O “cá” é hoje uma ampla casa, onde a cozinha, salão e banheiros coexistem de um lado da rua e, do outro, uma tenda comporta mais mesas. Mas há quem prefira mesmo sentar embaixo da copa das árvores ou do lado da horta da cozinheira, onde planta cebolinha, salsinha, pimentas e folhagens que entram nos preparos.
Enquanto relembra os inícios, mantém o olhar atento para o salão, e sinaliza para uma das quase 30 funcionárias que se aprume para retirar o pedido de uma mesa próxima.
“Esse casal nunca veio aqui antes. Eu conheço e falo com todo mundo, eu não considero que tenho clientes, eu tenho famíia”.
E, como tal, faz questão de que o ambiente seja respeitoso para toda sua gente, dentre os quais figuram ministros e ex-ministros, senadores, autoridades dos Três Poderes, membros da militância petista, artistas e qualquer brasiliense que aprecie uma comida bem feita ou quem deseje conhecer o tempero que encantou o Presidente do Brasil.
Durante a semana, o público cativo prestigia o cardápio que se repete na ordem dos dias: bife acebolado, costela com mandioca e frango ensopado com açafrão e quiabo às segundas-feiras. Terça é dia de costelinha e galinhada, seguida de carne assada na quarta-feira, carne de sol e a famosa rabada nas quintas e, para fechar a semana, a feijoada e o pernil são servidos na sexta-feira.

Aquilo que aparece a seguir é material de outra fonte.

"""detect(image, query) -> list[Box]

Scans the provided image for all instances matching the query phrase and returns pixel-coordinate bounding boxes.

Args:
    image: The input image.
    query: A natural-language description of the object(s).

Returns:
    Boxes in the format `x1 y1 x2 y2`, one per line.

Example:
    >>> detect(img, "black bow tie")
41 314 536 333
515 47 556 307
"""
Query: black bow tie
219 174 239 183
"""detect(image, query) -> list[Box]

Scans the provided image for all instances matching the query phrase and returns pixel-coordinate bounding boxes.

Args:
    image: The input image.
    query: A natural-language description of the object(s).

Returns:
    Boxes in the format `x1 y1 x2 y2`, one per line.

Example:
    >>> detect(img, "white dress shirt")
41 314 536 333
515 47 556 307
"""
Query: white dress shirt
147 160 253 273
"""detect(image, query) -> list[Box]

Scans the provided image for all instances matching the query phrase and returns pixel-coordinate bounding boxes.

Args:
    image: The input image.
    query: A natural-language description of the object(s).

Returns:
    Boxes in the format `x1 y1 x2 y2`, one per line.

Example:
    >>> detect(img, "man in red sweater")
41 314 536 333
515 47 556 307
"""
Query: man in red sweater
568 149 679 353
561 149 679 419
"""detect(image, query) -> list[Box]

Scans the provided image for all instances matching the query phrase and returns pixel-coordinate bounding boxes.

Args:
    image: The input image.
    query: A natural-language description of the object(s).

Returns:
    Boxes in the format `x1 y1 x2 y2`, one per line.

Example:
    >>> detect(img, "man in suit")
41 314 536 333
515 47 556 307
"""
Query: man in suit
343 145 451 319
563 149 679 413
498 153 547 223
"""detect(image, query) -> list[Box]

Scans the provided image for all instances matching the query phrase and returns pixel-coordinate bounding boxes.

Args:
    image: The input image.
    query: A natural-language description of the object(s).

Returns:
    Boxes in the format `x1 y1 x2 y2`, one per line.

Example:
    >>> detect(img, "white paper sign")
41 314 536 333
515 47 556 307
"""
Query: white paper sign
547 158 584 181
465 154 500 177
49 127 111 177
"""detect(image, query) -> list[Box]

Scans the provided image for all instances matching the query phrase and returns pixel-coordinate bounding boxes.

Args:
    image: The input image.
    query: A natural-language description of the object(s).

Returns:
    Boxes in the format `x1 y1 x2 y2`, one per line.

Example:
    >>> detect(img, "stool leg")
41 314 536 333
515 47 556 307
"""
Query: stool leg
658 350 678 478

Mas é aos sábados que o caldo engrossa e não sobra feijão preto no samba da Tia Zélia, evento cultural que literalmente fecha a rua e reúne entusiastas da música, turistas e moradores para comer, dançar e brindar com cerveja gelada e caipirinha.
“Eu não bebo, nunca bebi, mas sou pé de valsa”, confessa.
Destino e proteção
Na tarde de setembro em que Tia Zélia recebe a reportagem da Revista 61, o calor da seca prolongada é aplacado pelos ventiladores que sopram a parede dos fundos, enfeitada com bibelôs, presentes dos clientes, artefatos como quartinhas de barro, matulas metálicas, quadros e santuários.

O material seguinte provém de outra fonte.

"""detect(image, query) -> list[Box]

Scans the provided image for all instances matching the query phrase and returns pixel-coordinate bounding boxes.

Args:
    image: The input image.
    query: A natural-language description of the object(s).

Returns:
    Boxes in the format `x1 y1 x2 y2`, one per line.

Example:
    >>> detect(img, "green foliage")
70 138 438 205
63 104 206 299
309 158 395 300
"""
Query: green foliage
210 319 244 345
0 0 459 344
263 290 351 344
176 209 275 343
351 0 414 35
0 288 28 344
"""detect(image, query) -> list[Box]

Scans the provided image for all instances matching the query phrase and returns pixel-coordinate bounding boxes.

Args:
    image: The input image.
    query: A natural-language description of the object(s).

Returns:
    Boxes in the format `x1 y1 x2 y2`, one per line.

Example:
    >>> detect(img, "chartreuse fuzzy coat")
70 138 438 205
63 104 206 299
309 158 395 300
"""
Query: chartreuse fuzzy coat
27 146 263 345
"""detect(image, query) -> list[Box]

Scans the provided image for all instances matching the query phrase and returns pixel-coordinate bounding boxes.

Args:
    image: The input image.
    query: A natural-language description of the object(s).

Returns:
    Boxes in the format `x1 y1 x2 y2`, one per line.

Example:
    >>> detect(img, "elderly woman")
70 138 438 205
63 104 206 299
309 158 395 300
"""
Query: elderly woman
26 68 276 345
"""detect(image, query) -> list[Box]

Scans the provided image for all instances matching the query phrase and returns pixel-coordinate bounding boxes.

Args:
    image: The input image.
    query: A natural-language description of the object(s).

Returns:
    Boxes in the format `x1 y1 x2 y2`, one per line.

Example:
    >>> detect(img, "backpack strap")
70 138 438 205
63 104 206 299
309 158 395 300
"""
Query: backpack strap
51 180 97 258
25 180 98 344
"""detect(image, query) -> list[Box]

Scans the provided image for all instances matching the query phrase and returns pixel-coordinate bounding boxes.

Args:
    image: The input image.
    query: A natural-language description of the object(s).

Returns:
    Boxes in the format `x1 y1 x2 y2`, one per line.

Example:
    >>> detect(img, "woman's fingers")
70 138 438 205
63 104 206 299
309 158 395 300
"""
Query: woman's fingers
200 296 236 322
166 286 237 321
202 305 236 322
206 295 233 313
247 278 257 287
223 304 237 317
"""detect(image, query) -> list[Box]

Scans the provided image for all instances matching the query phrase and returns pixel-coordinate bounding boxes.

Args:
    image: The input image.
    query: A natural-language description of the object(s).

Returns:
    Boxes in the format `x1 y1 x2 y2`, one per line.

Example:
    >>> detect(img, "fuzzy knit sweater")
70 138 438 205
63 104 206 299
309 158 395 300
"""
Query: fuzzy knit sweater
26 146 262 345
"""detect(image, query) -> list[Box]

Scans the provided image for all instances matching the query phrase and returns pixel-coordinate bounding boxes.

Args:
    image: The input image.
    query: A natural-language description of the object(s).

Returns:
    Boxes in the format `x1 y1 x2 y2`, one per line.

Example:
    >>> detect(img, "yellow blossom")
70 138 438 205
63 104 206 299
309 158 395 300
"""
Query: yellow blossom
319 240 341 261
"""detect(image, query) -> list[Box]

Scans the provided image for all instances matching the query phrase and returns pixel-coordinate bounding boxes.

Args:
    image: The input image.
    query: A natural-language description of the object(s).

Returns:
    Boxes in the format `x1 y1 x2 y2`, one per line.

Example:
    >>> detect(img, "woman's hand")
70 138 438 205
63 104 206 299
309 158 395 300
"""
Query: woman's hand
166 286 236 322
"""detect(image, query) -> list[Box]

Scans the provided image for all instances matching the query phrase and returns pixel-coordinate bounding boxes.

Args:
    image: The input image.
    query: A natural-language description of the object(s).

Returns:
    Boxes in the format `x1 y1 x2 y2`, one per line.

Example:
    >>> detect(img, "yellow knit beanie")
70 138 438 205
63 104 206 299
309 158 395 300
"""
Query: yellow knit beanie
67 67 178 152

No canto esquerdo, em uma espécie de altar, fotografias da dona do restaurante com Lula, um retrato da irmã Dulce, figuras dos Três Reis Magos, e recortes de reportagens sobre o local servem de fundo para fotos que vários comensais se revezam para tirar.
Acima das fotos se destaca a imagem de Nossa Senhora das Graças, a mesma figura que tia Zélia leva no pescoço em forma de colar. Devota, ela organiza todo ano um almoço especial em homenagem e agradeci- mento, oferecido para os frequentadores. Só revela o cardápio no dia, e tem uma regra: “pode comer de tudo, só não pode desperdiçar!”.
Tia Zélia conta que, uma vez, antes de dormir, pediu pela confirmação da existência da santa, pela sua intercessão e proteção.
“Naquela noite sonhei com ela, mas não vi o rosto, só o manto azul e branco, mas ela dizia que a partir daquele dia, tudo daria certo, e não foi que deu mesmo?”
Dez anos depois da primeira viagem que a levaria para a Capital, Zélia, ou Maria, conseguiu retornar à Bahia a tempo de pedir a última bênção ao padrinho que tinha profetizado seu destino.
“Eu não lhe falei minha filha, que você seguisse em frente, que daria tudo certo, que você ia realizar o seu sonho?!”.